Entgegen der Regelung § 106 Abs. 2 K-AGO wurde die gegenständliche Beschwerde vom Bürgermeister und nicht vom dazu berufenen Organ, dem Gemeinderat, erhoben, weshalb sich die gegenständliche Beschwerde als unzulässig erweist.

Die vorliegende Entscheidung konnte in Anwendung der Bestimmung § 24 Abs. 2 Z 1 VwGVG unter Entfall der öffentlichen mündlichen Verhandlung getroffen werden.

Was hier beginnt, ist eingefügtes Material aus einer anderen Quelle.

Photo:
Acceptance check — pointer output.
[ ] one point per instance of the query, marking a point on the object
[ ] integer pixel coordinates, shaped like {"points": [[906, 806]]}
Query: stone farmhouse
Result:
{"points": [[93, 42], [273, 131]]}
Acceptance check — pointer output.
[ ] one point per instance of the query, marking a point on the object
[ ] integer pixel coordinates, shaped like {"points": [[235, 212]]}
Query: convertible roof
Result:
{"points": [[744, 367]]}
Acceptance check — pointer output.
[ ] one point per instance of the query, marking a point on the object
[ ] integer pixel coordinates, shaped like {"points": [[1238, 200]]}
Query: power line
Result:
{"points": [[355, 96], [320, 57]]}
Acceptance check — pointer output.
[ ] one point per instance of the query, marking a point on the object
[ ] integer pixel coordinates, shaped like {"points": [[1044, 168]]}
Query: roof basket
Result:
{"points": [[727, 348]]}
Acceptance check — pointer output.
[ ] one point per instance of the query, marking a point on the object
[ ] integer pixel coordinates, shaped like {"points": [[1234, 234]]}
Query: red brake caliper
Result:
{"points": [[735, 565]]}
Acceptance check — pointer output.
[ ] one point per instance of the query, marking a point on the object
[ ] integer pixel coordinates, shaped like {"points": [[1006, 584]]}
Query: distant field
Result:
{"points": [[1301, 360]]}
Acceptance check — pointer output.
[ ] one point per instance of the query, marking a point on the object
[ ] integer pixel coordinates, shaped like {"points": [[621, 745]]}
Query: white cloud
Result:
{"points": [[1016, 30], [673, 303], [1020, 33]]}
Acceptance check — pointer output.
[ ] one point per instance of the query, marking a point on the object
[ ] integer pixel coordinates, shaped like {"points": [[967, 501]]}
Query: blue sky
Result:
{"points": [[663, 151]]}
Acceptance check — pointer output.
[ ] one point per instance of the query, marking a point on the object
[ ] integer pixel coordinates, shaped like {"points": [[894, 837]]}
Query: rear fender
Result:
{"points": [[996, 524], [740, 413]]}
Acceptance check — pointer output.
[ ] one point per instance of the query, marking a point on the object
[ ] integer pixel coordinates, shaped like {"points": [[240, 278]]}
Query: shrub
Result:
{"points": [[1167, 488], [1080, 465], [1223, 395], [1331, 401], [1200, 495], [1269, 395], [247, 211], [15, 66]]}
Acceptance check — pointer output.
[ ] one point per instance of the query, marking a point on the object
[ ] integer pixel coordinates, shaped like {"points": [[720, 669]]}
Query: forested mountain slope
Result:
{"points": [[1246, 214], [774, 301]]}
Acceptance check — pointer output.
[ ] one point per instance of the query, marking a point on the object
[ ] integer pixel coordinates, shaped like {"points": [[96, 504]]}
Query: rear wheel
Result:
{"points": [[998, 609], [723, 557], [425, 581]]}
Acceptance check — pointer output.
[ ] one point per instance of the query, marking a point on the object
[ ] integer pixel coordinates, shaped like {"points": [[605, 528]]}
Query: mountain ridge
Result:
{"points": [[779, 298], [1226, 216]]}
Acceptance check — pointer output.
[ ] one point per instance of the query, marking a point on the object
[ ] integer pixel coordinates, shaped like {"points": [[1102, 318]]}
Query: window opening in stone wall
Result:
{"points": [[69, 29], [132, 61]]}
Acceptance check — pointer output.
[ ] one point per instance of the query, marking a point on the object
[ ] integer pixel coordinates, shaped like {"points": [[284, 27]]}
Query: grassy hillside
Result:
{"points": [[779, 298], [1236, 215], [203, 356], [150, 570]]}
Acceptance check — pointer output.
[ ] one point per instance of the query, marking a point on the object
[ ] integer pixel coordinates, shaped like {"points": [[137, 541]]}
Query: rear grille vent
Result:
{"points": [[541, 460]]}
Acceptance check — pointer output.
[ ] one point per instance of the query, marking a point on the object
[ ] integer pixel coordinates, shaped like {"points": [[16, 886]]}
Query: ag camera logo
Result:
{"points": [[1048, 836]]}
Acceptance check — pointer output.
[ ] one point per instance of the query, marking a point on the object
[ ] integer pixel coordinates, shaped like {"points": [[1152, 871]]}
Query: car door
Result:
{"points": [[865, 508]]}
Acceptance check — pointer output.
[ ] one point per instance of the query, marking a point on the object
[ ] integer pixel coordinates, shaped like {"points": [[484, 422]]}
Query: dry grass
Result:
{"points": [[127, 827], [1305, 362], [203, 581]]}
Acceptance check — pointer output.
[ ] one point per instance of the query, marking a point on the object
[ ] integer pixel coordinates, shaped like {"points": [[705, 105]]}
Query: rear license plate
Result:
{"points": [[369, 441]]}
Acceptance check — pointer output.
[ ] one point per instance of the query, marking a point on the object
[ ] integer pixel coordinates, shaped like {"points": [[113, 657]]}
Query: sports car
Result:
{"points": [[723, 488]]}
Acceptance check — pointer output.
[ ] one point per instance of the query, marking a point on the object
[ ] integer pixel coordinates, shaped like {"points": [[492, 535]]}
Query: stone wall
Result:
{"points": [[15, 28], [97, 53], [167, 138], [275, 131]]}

IV. Unzulässigkeit der ordentlichen Revision:

Die ordentliche Revision ist unzulässig, da keine Rechtsfrage im Sinne des Art 133 Abs 4 B-VG zu beurteilen war, der grundsätzliche Bedeutung zukommt. Weder weicht die gegenständliche Entscheidung von der bisherigen Rechtsprechung des Verwaltungsgerichtshofes ab, noch fehlt es an einer Rechtsprechung. Weiters ist die dazu vorliegende Rechtsprechung des Verwaltungsgerichtshofes auch nicht als uneinheitlich zu beurteilen.